After watching the show, I’m taking another look at what a healthy relationship with my stuff looks like. I ask: do I need it, do I love it, do I take care of it, do I value the story it tells, does it have positive associations, do I use it or is it just one more thing I have to keep moving out of the way, is it helping or hindering me in living my best life, does it anchor me to the past or does it contribute to the life I want to create now, is it usable in the current state it’s in, is it adding value to my life, would I buy it again today, would it be better off in someone else’s hands, do I have room for it, is it valuable enough to take up my time and energy, am I keeping it because I’m an indecisive, lazy procrastinator or because I genuinely want it in my life?

I feel concerned we may soon be facing a generation of kids who will have troubled relationships with possessions and money (issues which are often interrelated). The trauma associated with Covid-19 and the economic downturn it triggered could be setting up the same dynamic many baby boomers see with their depression-era parents – chronic fear of not having enough; a poverty mentality rather than an abundance mentality. It’s something to be mindful of.

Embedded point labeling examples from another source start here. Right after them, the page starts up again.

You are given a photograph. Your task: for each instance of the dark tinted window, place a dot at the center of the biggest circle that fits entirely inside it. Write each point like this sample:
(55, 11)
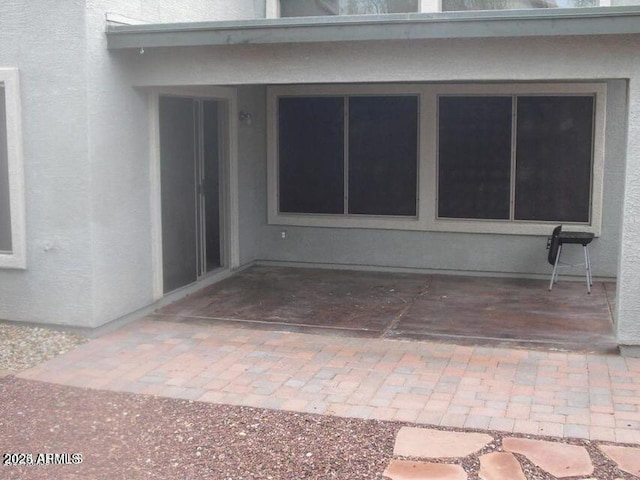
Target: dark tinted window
(474, 160)
(554, 158)
(311, 158)
(383, 139)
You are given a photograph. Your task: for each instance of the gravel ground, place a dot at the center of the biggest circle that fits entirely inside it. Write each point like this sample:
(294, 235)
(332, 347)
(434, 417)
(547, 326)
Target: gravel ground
(24, 347)
(131, 437)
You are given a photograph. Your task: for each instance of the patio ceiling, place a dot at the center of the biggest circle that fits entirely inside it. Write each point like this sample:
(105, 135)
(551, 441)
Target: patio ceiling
(414, 26)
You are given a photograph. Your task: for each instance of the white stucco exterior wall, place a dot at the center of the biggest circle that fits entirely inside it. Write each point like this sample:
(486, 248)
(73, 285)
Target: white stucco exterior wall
(85, 135)
(628, 301)
(57, 285)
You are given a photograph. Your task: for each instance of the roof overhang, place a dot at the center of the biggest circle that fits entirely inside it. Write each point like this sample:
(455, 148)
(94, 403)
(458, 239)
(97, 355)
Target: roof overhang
(415, 26)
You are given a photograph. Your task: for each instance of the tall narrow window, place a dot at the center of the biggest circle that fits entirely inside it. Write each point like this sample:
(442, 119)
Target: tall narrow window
(12, 222)
(553, 158)
(382, 155)
(311, 155)
(5, 198)
(366, 165)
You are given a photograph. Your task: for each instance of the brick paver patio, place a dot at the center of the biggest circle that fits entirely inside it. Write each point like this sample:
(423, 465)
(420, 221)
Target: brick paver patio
(518, 391)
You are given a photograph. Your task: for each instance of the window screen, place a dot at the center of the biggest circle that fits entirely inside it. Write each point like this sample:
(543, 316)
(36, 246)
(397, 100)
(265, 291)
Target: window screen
(5, 212)
(554, 158)
(383, 139)
(474, 161)
(311, 154)
(373, 154)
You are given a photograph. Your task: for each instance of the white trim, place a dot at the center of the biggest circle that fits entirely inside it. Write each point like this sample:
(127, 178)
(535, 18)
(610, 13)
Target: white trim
(427, 169)
(430, 6)
(229, 178)
(272, 9)
(17, 258)
(116, 18)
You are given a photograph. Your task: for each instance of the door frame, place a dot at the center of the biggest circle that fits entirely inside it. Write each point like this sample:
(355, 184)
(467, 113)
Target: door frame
(229, 210)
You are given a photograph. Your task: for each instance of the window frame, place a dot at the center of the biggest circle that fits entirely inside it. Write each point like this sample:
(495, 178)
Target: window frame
(16, 258)
(427, 189)
(336, 220)
(519, 227)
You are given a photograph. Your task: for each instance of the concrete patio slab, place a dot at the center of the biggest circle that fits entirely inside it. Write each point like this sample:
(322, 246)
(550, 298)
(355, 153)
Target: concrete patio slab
(561, 394)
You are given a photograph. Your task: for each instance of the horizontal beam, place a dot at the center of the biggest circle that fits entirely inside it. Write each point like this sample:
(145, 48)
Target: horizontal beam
(412, 26)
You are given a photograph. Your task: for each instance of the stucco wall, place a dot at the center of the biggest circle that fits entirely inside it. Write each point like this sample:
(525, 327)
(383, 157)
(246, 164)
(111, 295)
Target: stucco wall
(504, 59)
(119, 154)
(57, 284)
(423, 62)
(86, 158)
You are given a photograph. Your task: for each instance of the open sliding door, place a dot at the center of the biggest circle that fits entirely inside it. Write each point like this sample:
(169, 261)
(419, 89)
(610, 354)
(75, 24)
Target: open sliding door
(190, 158)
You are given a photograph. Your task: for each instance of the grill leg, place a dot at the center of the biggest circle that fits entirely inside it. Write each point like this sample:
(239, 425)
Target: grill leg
(554, 274)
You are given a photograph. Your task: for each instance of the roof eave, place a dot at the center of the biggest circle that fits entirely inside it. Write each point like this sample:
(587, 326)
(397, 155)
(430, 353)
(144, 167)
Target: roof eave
(487, 24)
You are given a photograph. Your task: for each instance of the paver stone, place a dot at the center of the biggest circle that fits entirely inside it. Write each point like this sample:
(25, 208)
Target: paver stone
(408, 470)
(559, 459)
(627, 458)
(429, 443)
(500, 466)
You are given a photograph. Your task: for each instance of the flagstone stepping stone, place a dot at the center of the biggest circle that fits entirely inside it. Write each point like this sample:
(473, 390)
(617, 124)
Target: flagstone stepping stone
(408, 470)
(500, 466)
(429, 443)
(559, 459)
(627, 458)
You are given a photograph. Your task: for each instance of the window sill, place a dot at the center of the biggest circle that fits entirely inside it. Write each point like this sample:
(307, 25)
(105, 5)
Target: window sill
(346, 221)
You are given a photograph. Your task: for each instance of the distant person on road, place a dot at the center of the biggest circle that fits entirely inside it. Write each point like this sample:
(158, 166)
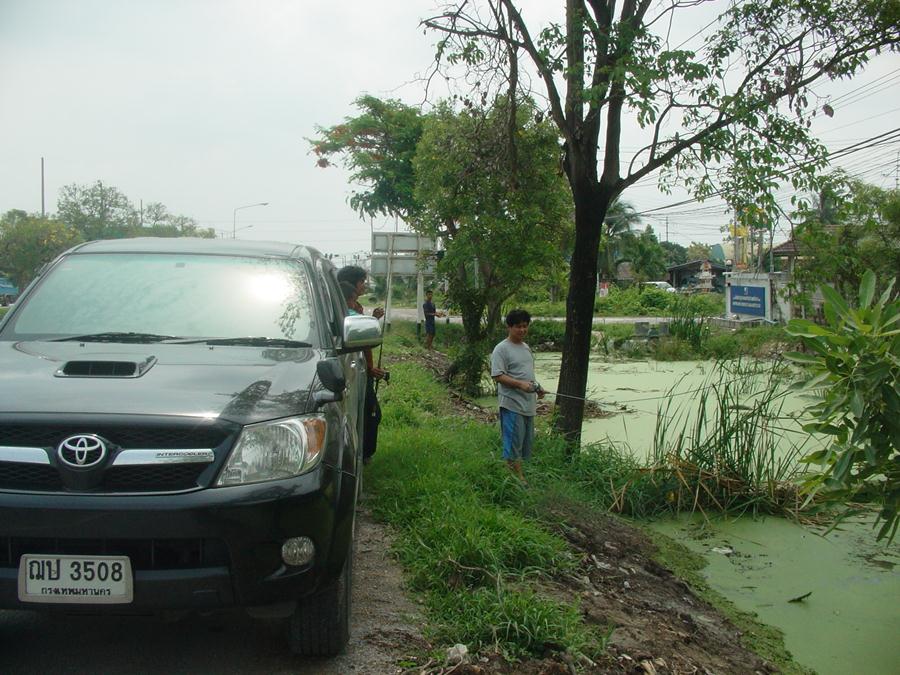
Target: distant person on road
(430, 312)
(512, 368)
(356, 277)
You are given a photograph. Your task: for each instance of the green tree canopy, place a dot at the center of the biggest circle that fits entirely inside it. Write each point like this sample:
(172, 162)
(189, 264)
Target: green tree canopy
(647, 257)
(97, 211)
(28, 241)
(498, 203)
(730, 117)
(851, 227)
(676, 254)
(378, 147)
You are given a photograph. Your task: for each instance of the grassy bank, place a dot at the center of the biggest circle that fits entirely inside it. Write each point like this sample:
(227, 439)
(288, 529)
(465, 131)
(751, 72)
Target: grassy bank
(482, 551)
(465, 538)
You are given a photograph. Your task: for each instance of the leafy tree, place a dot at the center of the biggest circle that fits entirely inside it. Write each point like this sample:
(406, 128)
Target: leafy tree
(498, 210)
(28, 241)
(158, 222)
(484, 179)
(97, 211)
(851, 227)
(730, 118)
(647, 257)
(676, 254)
(854, 367)
(378, 147)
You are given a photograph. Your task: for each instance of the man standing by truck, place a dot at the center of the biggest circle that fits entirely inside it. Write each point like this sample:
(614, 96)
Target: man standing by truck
(512, 368)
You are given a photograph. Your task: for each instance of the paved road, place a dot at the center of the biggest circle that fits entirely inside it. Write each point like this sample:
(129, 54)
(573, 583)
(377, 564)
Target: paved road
(408, 314)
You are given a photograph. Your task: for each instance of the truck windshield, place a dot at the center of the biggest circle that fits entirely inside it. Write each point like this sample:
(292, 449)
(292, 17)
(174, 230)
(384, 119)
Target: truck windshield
(166, 294)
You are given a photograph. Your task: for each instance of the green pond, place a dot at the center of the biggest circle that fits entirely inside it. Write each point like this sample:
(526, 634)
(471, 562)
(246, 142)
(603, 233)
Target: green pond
(850, 622)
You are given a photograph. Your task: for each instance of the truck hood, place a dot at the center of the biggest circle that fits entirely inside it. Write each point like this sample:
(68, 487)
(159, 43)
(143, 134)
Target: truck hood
(238, 384)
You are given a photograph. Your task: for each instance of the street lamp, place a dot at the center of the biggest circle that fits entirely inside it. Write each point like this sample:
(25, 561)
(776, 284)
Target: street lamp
(234, 220)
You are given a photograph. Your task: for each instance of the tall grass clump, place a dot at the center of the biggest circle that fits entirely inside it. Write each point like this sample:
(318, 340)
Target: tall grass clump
(688, 322)
(464, 535)
(729, 456)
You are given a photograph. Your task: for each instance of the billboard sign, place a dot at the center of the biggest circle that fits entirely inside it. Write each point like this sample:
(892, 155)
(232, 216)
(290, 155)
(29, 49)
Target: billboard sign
(401, 242)
(401, 266)
(748, 300)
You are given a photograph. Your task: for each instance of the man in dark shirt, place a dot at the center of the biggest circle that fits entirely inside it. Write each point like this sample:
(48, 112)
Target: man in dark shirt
(430, 312)
(356, 277)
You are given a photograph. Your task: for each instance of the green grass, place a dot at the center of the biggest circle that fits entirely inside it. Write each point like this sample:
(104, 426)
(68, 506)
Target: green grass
(463, 534)
(479, 549)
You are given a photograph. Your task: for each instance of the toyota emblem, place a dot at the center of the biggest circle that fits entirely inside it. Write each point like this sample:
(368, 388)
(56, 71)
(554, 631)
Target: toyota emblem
(82, 451)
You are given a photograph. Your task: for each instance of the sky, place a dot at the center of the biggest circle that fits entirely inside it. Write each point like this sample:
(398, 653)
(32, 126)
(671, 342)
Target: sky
(206, 105)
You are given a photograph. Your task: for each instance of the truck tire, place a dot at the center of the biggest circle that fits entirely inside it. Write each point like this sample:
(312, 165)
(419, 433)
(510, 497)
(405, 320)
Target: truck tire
(320, 626)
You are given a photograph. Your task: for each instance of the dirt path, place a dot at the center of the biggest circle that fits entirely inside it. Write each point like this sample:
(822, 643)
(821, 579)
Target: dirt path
(385, 623)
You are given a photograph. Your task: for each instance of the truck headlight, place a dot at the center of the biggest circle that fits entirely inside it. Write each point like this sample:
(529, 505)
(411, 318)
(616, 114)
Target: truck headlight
(274, 450)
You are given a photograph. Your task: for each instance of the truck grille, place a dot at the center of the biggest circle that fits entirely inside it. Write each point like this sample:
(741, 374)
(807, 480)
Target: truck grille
(168, 476)
(145, 554)
(46, 436)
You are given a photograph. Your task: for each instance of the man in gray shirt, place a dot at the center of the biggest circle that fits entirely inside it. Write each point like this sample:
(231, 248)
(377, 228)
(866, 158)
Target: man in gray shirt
(512, 367)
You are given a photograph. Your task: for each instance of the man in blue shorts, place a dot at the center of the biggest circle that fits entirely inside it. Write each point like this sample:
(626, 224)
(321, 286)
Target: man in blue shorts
(430, 311)
(512, 367)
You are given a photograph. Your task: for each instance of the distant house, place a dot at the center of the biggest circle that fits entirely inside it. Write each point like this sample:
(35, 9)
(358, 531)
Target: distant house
(703, 274)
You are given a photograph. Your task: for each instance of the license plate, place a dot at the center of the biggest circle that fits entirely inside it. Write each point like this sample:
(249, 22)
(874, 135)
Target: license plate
(82, 579)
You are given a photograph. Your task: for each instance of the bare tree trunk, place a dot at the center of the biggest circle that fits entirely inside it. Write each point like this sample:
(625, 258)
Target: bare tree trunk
(590, 210)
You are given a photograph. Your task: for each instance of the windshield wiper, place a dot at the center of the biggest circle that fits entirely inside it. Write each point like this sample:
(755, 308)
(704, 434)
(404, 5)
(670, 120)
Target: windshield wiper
(117, 337)
(248, 342)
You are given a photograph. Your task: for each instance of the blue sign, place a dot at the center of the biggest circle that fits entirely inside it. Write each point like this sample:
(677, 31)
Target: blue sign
(749, 300)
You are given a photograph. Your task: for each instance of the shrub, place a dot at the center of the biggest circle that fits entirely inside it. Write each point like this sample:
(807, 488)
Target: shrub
(546, 332)
(854, 367)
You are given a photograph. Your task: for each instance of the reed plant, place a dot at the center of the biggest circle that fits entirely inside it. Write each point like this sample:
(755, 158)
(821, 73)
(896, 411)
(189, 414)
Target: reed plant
(732, 454)
(688, 322)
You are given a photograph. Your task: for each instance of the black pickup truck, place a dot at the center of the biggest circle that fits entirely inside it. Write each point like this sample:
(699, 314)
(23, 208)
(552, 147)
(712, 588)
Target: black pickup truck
(180, 429)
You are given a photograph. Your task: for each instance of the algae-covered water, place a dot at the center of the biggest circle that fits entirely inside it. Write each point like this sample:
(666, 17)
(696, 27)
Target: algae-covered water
(850, 622)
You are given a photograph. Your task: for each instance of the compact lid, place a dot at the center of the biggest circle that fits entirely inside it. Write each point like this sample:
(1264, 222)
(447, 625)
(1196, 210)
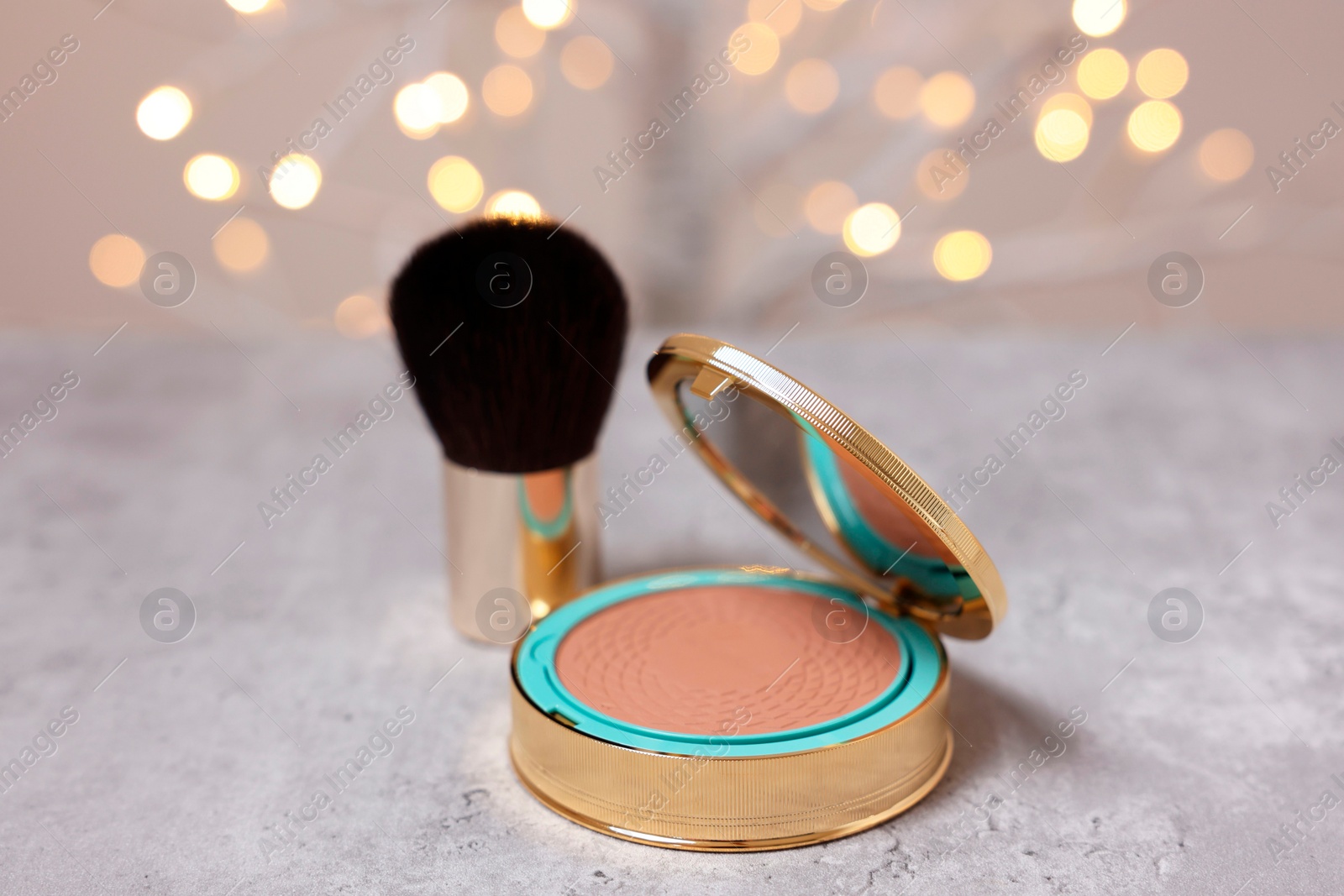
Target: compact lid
(827, 484)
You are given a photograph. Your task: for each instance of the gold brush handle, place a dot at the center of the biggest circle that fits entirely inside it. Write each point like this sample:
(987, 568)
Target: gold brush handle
(492, 546)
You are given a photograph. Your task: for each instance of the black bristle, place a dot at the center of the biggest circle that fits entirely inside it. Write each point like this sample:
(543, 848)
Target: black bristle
(522, 389)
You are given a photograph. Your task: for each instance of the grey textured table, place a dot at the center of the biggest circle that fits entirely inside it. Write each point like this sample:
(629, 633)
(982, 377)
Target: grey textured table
(187, 757)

The best thing we can do right now is set a positive example for our kids. Any time I can pare down to my most beautiful and meaningful possessions, I feel lighter and happier. A clean and uncluttered space instantly makes me feel both calm and energized. For me, it’s definitely worth the effort to ask those questions and make the hard decisions to part with possessions that are in the way of living the life I want. I’ll always be more of a bohemian than a minimalist, and that’s fine as long as I feel happy and inspired by the space I inhabit.

We will all (hopefully) be busy with our normal lives soon enough, so this time at home is a gift, an opportunity if we shift the extra hours away from watching reality TV and spend it lightening the load of burdensome possessions.